In a perfect world, paying for a home with cash would be optimal. But let’s be realistic, paying for a home in cash isn’t practical for the majority of us. So, taking out a home loan, better known as a mortgage, is the next best option. That’s where a mortgage lender comes into play.
Jennifer Pack is a Mortgage Loan Officer for Centier Bank and Dan Komarchuk is a Mortgage Loan Originator for Horizon Bank. We sought out advice from both of these mortgage lending professionals.
What is the role of a mortgage lender?
A mortgage lender listens to the buyer’s financial goals, such as how much they can afford to pay for housing. “A mortgage lender is primarily here to give you access to borrow money to buy a house,” said Komarchuk. “To qualify to borrow that money, you must fit into the guidelines required to be eligible to borrow money to purchase property.”
When is it appropriate to reach out to a mortgage lender?
If you’re a seller preparing to list your home on the market and search for new property, Pack recommends reaching out to a mortgage lender as soon as you begin the listing process. “During these times of everchanging mortgage guidelines, a seller shouldn’t assume that they can turn around and obtain a mortgage again.” Pack said credit, employment, and debt are all subject to change over time, and are all factors when obtaining a new mortgage. “I advise all sellers to become pre-qualified to become a buyer again.”
Pack suggests the same for potential buyers. “A trusted mortgage advisor can provide education links and mortgage options based on buyer’s needs. This will also enable a realtor to have a price point in mind.

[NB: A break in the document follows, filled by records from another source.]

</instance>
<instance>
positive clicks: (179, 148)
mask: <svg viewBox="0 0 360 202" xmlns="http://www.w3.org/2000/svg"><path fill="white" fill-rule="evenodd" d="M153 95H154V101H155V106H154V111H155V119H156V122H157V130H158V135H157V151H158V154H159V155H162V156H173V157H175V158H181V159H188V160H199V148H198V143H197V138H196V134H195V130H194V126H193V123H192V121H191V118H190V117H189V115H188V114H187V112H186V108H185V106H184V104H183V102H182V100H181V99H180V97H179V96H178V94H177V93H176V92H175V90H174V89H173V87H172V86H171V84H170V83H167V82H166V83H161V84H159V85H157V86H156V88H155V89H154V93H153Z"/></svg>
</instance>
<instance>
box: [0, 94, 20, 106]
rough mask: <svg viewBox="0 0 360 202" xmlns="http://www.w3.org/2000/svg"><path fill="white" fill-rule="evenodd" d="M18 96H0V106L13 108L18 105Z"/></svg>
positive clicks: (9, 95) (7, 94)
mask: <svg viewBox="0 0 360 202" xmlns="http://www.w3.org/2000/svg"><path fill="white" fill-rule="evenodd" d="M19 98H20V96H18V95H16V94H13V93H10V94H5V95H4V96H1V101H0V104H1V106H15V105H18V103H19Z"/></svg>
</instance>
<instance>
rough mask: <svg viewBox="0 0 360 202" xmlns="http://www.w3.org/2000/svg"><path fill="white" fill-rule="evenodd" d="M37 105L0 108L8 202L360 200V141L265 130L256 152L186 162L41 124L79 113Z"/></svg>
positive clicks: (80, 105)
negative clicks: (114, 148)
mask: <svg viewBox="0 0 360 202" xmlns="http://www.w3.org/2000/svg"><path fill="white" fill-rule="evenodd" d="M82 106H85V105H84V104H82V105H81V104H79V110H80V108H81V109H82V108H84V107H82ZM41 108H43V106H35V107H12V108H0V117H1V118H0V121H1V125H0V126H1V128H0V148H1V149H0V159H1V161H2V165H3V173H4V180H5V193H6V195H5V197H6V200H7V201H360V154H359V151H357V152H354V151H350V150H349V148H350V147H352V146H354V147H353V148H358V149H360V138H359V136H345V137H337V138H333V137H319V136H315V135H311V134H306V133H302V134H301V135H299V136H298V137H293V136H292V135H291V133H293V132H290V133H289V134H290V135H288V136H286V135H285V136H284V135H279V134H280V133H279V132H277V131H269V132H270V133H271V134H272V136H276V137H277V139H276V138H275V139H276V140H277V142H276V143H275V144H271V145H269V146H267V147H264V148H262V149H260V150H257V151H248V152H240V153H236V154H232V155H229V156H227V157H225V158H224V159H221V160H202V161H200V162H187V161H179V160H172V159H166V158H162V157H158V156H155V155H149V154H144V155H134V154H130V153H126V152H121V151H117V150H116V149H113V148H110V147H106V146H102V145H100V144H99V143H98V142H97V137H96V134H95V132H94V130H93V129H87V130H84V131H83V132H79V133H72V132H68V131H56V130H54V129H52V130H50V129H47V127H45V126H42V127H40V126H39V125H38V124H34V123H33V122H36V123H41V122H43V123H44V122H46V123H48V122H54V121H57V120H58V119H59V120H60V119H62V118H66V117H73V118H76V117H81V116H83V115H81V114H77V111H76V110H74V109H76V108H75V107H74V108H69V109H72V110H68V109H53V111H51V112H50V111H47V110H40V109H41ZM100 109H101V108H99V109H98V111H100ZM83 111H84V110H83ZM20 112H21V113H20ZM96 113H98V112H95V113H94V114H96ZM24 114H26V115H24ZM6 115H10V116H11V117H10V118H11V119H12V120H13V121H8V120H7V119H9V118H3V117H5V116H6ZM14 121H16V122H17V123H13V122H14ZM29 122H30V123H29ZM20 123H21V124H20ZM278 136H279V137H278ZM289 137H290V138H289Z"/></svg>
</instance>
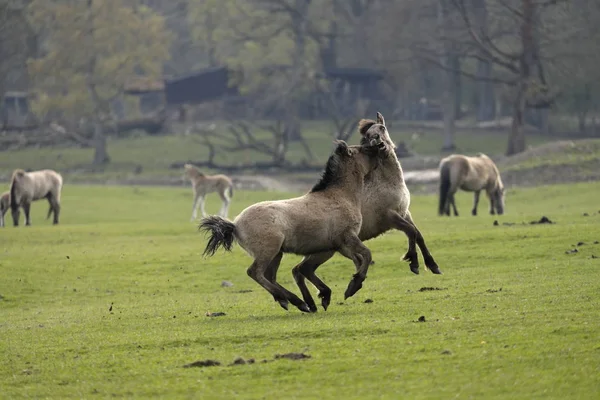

Knowing the payment price point is key,” said Pack. “Often times there is a max payment to remain qualified, and if the home has higher property taxes or homeowner’s association dues, this could actually push the maximum payment over, even though the price of the home is within the qualified range.”
Before reaching out to a lender, Pack recommends having some of your financial documentation on hand. “Be prepared with items such as your last two pay stubs, most recent bank statements, any recent large deposits, and two years of W2’s and federal tax returns.”
What are some of the most common home loans available to potential homebuyers?
“The most common home loans out there are Conventional, Fair Housing Act (FHA), United States Department of Agriculture (USDA), and Department of Veterans Affairs (VA),” said Komarchuk. “There are also specialized home loans such as – construction, PhD/Doctor loans, low credit score (580) programs, land loans to build on later, etc.” Komarchuk said while he works with people who decide to put 20 percent down, many of Horizon’s programs specialize in down payments of 0-5 percent.
How do you determine which loan is right for your clients?
“Most of the time I find a mortgage that the borrower didn’t even know was available, including Indiana’s down payment assistance programs,” Pack said. “Often times, I like to start with the least down payment options, in the event the buyer finds a home that they will need to put some cash money into after purchase to update and or improve.”
Komarchuk said he works a bit differently than others when it comes to finding the right loan for his clients. “I listen to what they want and then work backwards to figure out if they qualify for it, if we need to do some work to get them to a position where they qualify for it, or if it’s truly going to end up being what they want,” said Komarchuk. “Sometimes people call me saying they want a $200,000 house but don’t want to pay more than $700 a month. That’s not realistic unless you’re planning on putting down a huge down payment.”
What factors can affect your chance at receiving a particular loan?
According to Pack, “Your credit score. Not just the score though, payment history as well. Disputed credit accounts can cause issues for some loan types, debts that were “settled for less” can be an issue, judgements are always an issue, and income can pose an issue as some loans have income caps.” She said some loans have lower debt-to-income ratio guidelines, “Which is why some buyers have to go with FHA loans, because FHA offers a 49.9 percent debt-to-income ratio for some borrowers, whereas conventional loans vary from 42-45 percent depending on credit scores.”
What other advice do you have to offer?
“In a world full of HGTV and instant access to real estate information online, I really wish people focused on talking and communicating with lenders first before setting their expectations – that way we can work through what you can afford together,” said Komarchuk.
For Pack, she recommends working with a local agency. “Work with a lender that is available to you, on your schedule. You can have the best of both worlds with an entrusted local leader,” Pack said. She also suggests that if you’re going to shop for lenders, try to keep you shopping window within 14 days, 30 days max. “For borrower’s with low credit scores, or limited credit history, having multiple inquiries can hurt,” Pack said. “The borrower is protected by the Truth in Savings Act, which allows them to shop lenders, and while the multiple mortgage inquiries appear on their credit report, if kept within 14 days, all of the inquiries are considered one “soft” pull.”